By MARTIN JOHNSTON
The Government is trying to boost Auckland's breast screening rate by taking much of the service back from the private sector.
The Auckland-Northland region has the country's lowest coverage.
Last year, just over half of the 200,000 women in the region eligible for state-funded mammograms had them.
On July 1, the age of eligibility for free screening was extended to 45 to 69, from 50 to 64.
National screening unit group manager Karen Mitchell said yesterday that women in the region also faced the country's longest waits for assessment if a mammogram detected an abnormality.
She said the Auckland service, provided by the privately run BreastScreen Auckland & North, was fragmented because it was the largest of the country's six breast screening lead providers.
The screening unit proposes shrinking BreastScreen's base to the Auckland District Health Board area.
The Northland-Waitemata area will be handled jointly by their health boards, and the Counties Manukau board, which now provides the service as a subcontractor, will become a lead provider.
Ms Mitchell said breaking the service into three lead providers would allow each to focus more on boosting coverage by forging closer ties with community health workers.
The number of assessment centres would increase to four - from one in Remuera now - and they would be spread around the region.
But the plan was criticised by two groups yesterday.
Auckland City Hospital's clinical director of general surgery, Dr Wayne Jones, said central Auckland patients would get a worse deal than those in the rest of the region and Northland.
He and Dr Jeremy Whitlock, a radiologist and the hospital's head of breast imaging, said the international best practice was to integrate screening and treatment.
This boosted the expertise of staff involved by exposing them to a greater variety and volume of cases.
Dr Whitlock said women diagnosed with cancer were more likely to end up paying for private surgery if they were screened at a private clinic.

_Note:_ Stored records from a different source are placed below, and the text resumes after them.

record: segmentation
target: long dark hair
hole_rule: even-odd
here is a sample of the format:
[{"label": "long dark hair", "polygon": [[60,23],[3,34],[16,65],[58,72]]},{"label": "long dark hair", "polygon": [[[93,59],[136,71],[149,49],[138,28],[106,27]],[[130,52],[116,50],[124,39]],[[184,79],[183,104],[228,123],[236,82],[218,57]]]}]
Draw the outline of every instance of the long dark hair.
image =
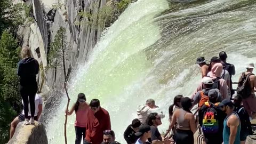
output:
[{"label": "long dark hair", "polygon": [[151,113],[148,115],[148,118],[146,121],[146,123],[149,126],[153,125],[153,120],[155,120],[156,119],[156,116],[157,116],[157,113]]},{"label": "long dark hair", "polygon": [[[77,111],[77,110],[78,110],[79,104],[79,101],[78,101],[79,98],[83,97],[85,98],[85,95],[83,93],[80,93],[77,95],[77,100],[76,100],[76,103],[75,103],[75,112],[76,113],[76,111]],[[85,98],[85,100],[86,100],[86,98]]]},{"label": "long dark hair", "polygon": [[172,114],[173,113],[173,107],[174,107],[174,106],[178,107],[180,107],[178,103],[180,102],[180,100],[182,97],[183,97],[182,95],[177,95],[175,96],[174,99],[173,99],[173,104],[170,106],[169,107],[169,116],[170,117],[172,116]]},{"label": "long dark hair", "polygon": [[181,106],[184,110],[192,113],[189,109],[192,107],[192,101],[188,97],[182,98],[181,100]]}]

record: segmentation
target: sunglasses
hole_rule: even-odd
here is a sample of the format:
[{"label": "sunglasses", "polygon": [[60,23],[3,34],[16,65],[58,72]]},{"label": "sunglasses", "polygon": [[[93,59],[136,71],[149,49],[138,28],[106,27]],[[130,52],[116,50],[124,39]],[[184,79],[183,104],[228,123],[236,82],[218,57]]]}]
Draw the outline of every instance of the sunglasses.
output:
[{"label": "sunglasses", "polygon": [[92,107],[90,107],[90,108],[91,110],[94,110],[94,111],[95,111],[95,110],[96,110],[97,109],[97,108],[92,108]]},{"label": "sunglasses", "polygon": [[103,131],[103,134],[105,134],[105,135],[110,134],[111,131],[112,131],[112,130],[105,130],[105,131]]}]

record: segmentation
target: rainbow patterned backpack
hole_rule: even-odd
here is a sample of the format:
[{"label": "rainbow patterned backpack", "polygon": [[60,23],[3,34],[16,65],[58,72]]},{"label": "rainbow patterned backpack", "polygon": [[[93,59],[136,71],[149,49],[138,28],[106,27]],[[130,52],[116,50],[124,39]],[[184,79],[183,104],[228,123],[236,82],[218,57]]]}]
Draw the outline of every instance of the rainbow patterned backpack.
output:
[{"label": "rainbow patterned backpack", "polygon": [[[219,103],[214,105],[218,106]],[[213,107],[213,104],[205,102],[205,105],[208,108],[204,113],[203,118],[202,130],[204,134],[214,134],[219,130],[219,122],[217,118],[217,111]]]}]

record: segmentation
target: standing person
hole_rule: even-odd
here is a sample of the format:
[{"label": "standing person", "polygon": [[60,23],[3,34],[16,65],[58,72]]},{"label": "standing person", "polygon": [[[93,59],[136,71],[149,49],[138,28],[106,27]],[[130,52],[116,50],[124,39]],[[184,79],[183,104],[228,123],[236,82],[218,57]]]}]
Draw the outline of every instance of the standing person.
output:
[{"label": "standing person", "polygon": [[[139,106],[137,110],[138,119],[142,124],[146,124],[148,116],[154,112],[157,112],[158,107],[156,106],[155,100],[149,99],[146,101],[146,105]],[[165,117],[163,114],[159,114],[162,118]]]},{"label": "standing person", "polygon": [[170,131],[172,131],[172,134],[174,134],[174,133],[176,132],[176,124],[173,126],[172,129],[171,129],[171,122],[172,121],[172,115],[173,114],[173,112],[178,109],[181,108],[181,103],[180,102],[181,99],[183,98],[182,95],[177,95],[174,97],[173,99],[173,104],[170,106],[169,111],[169,121],[170,121],[170,125],[168,130],[166,131],[167,133],[169,133]]},{"label": "standing person", "polygon": [[95,117],[99,121],[100,124],[99,139],[102,142],[103,141],[103,131],[111,130],[110,117],[108,111],[100,106],[100,100],[98,99],[92,99],[90,103],[90,107],[91,109],[94,112]]},{"label": "standing person", "polygon": [[[37,91],[36,75],[38,74],[39,65],[32,58],[30,50],[27,46],[23,47],[20,53],[21,60],[19,62],[18,75],[20,76],[20,90],[24,105],[25,125],[34,124],[35,111],[35,98]],[[28,105],[30,104],[31,117],[28,119]]]},{"label": "standing person", "polygon": [[181,99],[181,106],[182,108],[175,110],[172,116],[171,128],[177,122],[177,130],[173,139],[177,144],[194,144],[194,133],[196,131],[198,117],[196,122],[189,110],[192,107],[192,101],[189,98]]},{"label": "standing person", "polygon": [[85,138],[85,131],[86,127],[86,111],[90,108],[86,103],[86,98],[83,93],[77,95],[76,102],[72,106],[70,111],[68,109],[66,113],[69,116],[72,115],[74,111],[76,113],[76,120],[75,120],[75,130],[76,131],[75,144],[81,144],[82,137]]},{"label": "standing person", "polygon": [[242,105],[242,97],[237,95],[234,99],[235,111],[238,115],[241,123],[241,131],[240,132],[240,140],[241,144],[245,144],[247,136],[253,133],[250,116],[246,110]]},{"label": "standing person", "polygon": [[256,77],[252,73],[254,65],[250,63],[246,67],[247,71],[240,76],[237,89],[237,94],[243,99],[243,105],[252,118],[256,116]]},{"label": "standing person", "polygon": [[112,130],[106,130],[103,132],[103,142],[101,144],[121,144],[115,141],[115,132]]},{"label": "standing person", "polygon": [[227,115],[218,107],[221,99],[218,93],[209,91],[209,101],[205,102],[198,111],[199,124],[202,128],[207,144],[221,144],[223,142],[223,123]]},{"label": "standing person", "polygon": [[103,134],[101,134],[102,131],[99,121],[95,117],[92,110],[89,109],[85,113],[87,119],[85,121],[86,127],[84,144],[101,143],[103,141]]},{"label": "standing person", "polygon": [[139,131],[135,133],[135,135],[139,137],[135,144],[148,144],[151,143],[147,141],[148,139],[151,138],[150,126],[147,124],[141,125],[139,127]]},{"label": "standing person", "polygon": [[239,116],[234,111],[235,106],[230,99],[223,100],[219,105],[227,115],[224,121],[223,141],[224,144],[240,144],[241,125]]},{"label": "standing person", "polygon": [[134,144],[139,138],[135,133],[139,131],[139,127],[141,125],[140,120],[135,118],[132,120],[131,124],[128,125],[124,133],[124,138],[127,144]]},{"label": "standing person", "polygon": [[[227,98],[229,98],[228,96],[228,89],[227,85],[227,83],[225,79],[220,77],[223,68],[222,65],[220,63],[215,63],[213,66],[210,75],[211,78],[212,79],[214,82],[212,89],[218,89],[220,90],[220,92],[223,99]],[[205,88],[205,85],[203,84],[203,82],[201,82],[201,83],[197,86],[197,88],[192,95],[192,99],[197,92],[202,91]]]},{"label": "standing person", "polygon": [[[23,103],[23,102],[22,103]],[[38,119],[39,119],[40,117],[40,116],[41,115],[42,111],[43,110],[43,99],[42,98],[41,96],[39,95],[39,94],[36,94],[35,103],[36,106],[36,109],[35,110],[34,119],[35,121],[38,121]],[[28,110],[28,115],[29,118],[31,117],[31,112],[29,108]],[[16,117],[11,123],[11,129],[10,130],[10,140],[11,140],[12,137],[13,137],[13,134],[14,134],[15,132],[15,129],[16,129],[18,124],[20,122],[24,121],[25,120],[25,115],[24,113],[24,110],[23,110],[22,113],[18,116]]]},{"label": "standing person", "polygon": [[206,64],[206,60],[204,59],[204,57],[199,57],[196,59],[196,63],[198,64],[200,67],[202,78],[206,76],[209,72],[209,66]]},{"label": "standing person", "polygon": [[163,141],[161,134],[159,132],[157,127],[162,124],[161,117],[157,113],[151,113],[148,115],[147,119],[147,124],[150,126],[151,141],[153,144],[169,144],[170,140]]},{"label": "standing person", "polygon": [[[194,107],[195,105],[198,104],[198,107],[200,108],[204,103],[205,102],[209,100],[209,94],[210,91],[211,93],[214,93],[218,94],[218,100],[221,102],[222,100],[221,94],[218,89],[212,89],[213,84],[214,83],[212,79],[210,77],[205,77],[202,79],[203,85],[205,87],[202,91],[198,91],[195,97],[193,98],[192,105]],[[206,96],[206,98],[205,98]]]},{"label": "standing person", "polygon": [[230,86],[229,88],[231,91],[231,95],[232,96],[235,93],[235,91],[233,90],[232,86],[232,75],[234,76],[236,74],[236,69],[235,68],[235,66],[234,66],[234,65],[227,62],[227,58],[228,58],[228,55],[225,52],[222,51],[220,52],[219,56],[221,60],[221,64],[222,64],[223,69],[227,70],[229,74],[229,81],[230,83]]}]

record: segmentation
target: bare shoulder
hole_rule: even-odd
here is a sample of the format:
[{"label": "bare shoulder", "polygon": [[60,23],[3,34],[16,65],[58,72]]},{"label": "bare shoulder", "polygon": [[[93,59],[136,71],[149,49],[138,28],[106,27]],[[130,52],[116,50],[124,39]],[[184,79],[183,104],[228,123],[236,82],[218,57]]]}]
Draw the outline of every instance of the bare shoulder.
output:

But BreastScreen's medical director, Dr John Harman, said he and his staff avoided helping women decide whether to go public or private.
And he rejected the assertion that integrated clinics were the international trend, saying that the best practice was to have community-based screening centres, which were what women wanted, rather than going to multi-storey hospitals.
He said the real reason for the changes was the Government's opposition to private involvement in healthcare.
But Ms Mitchell said major parts of the screening system would continue to be run by private providers.